しばらく副業をサボっていたツケというものは、すぐに数字として表れていた。
──お金が……。
ギルドカードの残高表示など見たくもなかったのだが、それでも見なければならない時というものはあったのだろう。それは多少なりともトラウマを改善できた数日後の事だった。
「今月の請求書を持ってきましたよ」
「ご苦労様です」
教会の宿舎で寝泊まりしている者たちは、基本的に食事も宿舎の食堂でとっているのだが、そこは当然のように有料であり、月末が近づいてくると今月の食堂の利用料の回収係となった者が各部屋を回って、それぞれの食堂の利用回数に応じた今月分の請求書を渡していき、それを受け取った者は月末までにお金を払うといったシステムになっていた。そのため、今月の食費の精算のためにギルドで預かってもらっているお金の残高を見ていたのだが……。
──いつのまに、こんなに減っていたのでしょう。
そこには今月分の食費を払うにも心許ない程にしかお金が入っておらず、早急に副業からの収入を復活させなければ、下手をすると今月末の支払いにすら足りなくなるかもしれないという、あまりに楽しくない緊急事態が待ち構えていた。
「……ふぅ」
何はともあれ働かなくては飢えてしまう。そう判断したらしいクロスは、思い立ったが吉日ということなのか、せっかくトラウマのダメージをある程度克服出来たのだから、そろそろ働きに行きましょうとばかりに、若干痛みが見えるようになってきている着古された修道服の上に粗末な薄茶色の外套を羽織ると、スタスタと足早に部屋を後にして久しぶりに冒険者ギルドに訪れていた。
──ここに来るのを久しぶりと感じるようでは……。なるほど。預金残高がなくなっているのも当たり前の話だったのですね。
そう自分の間抜けさ加減にタメ息をつきながら、入り口の両開きなスイングドアを押し開いて中に入って行くと、そこには夕方も程近い時間帯ということもあってか、大勢の仕事を終えて帰ってきたらしき冒険者達の姿が見て取れていたのだが……。
──なぜ彼らは皆、こちらを胡散臭そうに見ているのでしょうか。
不審者を見るような視線や、胡散臭い者を見るような目、あるいは「なんだこいつ」といった部外者を見るような表情というべきか。そんなに綺麗さっぱり忘れられるほどに久しぶりだろうかと思いながらも、どこか刺々しい視線を向けられるのは……。
──ああ、そうか。この格好……。
いくら接触恐怖症(クロス命名な自分の状態名で、いわゆる「触られるの怖い」な状態のこと)で真っ直ぐに視線を向けられるのも苦手とはいっても、今の初めて冒険者の宿に訪れた時のようなフードまでかぶって全身を覆い隠した格好な上に、鼻の上あたりまで布で覆っている状態では、自分のことを知っていても分かるはずがないのだ。ましてや、ここにくるのは久しぶりと感じるほどにブランクがあいていたのだから。

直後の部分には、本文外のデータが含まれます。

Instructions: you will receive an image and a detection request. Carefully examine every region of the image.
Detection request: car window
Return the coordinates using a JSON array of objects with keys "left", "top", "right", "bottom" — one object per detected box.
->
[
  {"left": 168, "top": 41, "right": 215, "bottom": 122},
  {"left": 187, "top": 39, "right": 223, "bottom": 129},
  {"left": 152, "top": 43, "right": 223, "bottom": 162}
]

そんなクロスが「やれやれ」とばかりに向けられる不躾な視線を無視しながら依頼用紙の掲載されている掲示板の前まで進むと、そこには以前と大差ないランクが低くなるほどに数がへっていく依頼用紙の数々が貼りだされていて……。
──やはり、殆ど残っていませんか。
懐の中の“例のアレ”は特殊すぎる内容だから特別扱いな依頼だとしても、残り数枚しか残っていないFランクの依頼は、教会が発行しているらしい魔力の切れた修士向けな「子供に文字の読み書きを教える講師役」と「自分の娘が買い物に行くのに付き添い兼護衛を募集」といった二つだけであり、読み書きの講師役がエレナ教会が発行したものしか残っていないのを見たクロスは何か嫌な記憶でも呼び覚まされたのか僅かに表情を歪めて……。
「そうなると、これになりますか」
その手にとったのは「娘の買い物の付き添い兼護衛の募集、ただし旅の経験のある者に限る」といった内容の物だった。
「お願いします」
他に選択肢がない状態なのに加えて、懐のアレを避けたいというのなら、消去法で一つしか残らないのだ。迷う必要すらなく、クロスは依頼用紙を掲示板から取ると、受付に自分のカードと一緒に出して受理のスタンプをドンと押してもらったのだった。
◇◆◇◆◇◆◇
依頼主であるクランク商会という雑貨商は王都の西区に店を構えているらしいと聞いたクロスは西区に続く大通りをテクテクと歩きながら受けた依頼の内容をざっと読み直していた。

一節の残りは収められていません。